St. Margrethen: öffentliches Baugesuch für ein Tiny House und eine Luft-Wasser-Wärmepumpe

Die Gemeinde St. Margrethen hat im Juli 2026 ein Baugesuch für ein neues Tiny House samt Luft-Wasser-Wärmepumpe auf einer benannten Parzelle publiziert, mit der üblichen Einsprachefrist.

Was ist passiert?

Publiziert wurde ein ordentliches Baugesuch: benannte Parzelle, benanntes Vorhaben, öffentliche Auflage und Einsprachefrist im Juli 2026. Das Verfahren ist damit dasselbe wie bei jedem anderen Bauvorhaben in der Gemeinde.

Mitpubliziert ist die Luft-Wasser-Wärmepumpe. Auch die Haustechnik gehört in der Schweiz zum bewilligungspflichtigen Vorhaben, wenn sie aussen sichtbar ist oder Immissionen erzeugt.

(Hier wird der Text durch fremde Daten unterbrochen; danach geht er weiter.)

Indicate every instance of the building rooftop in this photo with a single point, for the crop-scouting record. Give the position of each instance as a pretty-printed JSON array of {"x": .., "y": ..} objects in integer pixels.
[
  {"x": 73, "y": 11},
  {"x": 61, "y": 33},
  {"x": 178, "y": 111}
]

Was bedeutet das für Käufer?

Dieser Beitrag ist deshalb aufschlussreich, weil er die häufigste Fehlannahme direkt widerlegt: Räder oder eine kleine Grundfläche ersetzen das kommunale Baubewilligungsverfahren nicht. Wer in der Schweiz ein Tiny House aufstellen will, geht denselben Weg wie bei einem Anbau.

Für die Planung heisst das: Terminplan und Budget müssen die Auflage- und Einsprachefrist enthalten, und die Lieferung wird erst terminiert, wenn die Bewilligung rechtskräftig ist. Kanton und Gemeinde entscheiden, nicht der Hersteller.

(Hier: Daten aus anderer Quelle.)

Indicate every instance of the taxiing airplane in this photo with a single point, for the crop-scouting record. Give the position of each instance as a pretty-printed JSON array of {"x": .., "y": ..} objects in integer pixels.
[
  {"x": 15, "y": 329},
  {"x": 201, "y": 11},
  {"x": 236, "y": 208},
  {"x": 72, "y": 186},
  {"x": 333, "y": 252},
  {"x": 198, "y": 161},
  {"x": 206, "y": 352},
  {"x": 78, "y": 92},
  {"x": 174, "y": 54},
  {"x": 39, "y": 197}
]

Keine Genehmigungsgarantie

Dieser Beitrag berichtet über ein benanntes Projekt an einem benannten Ort. Er sagt nichts darüber aus, was auf Ihrem Grundstück zulässig ist. Verbindlich entscheidet die für Ihren Standort zuständige Behörde — vor der Bestellung, schriftlich.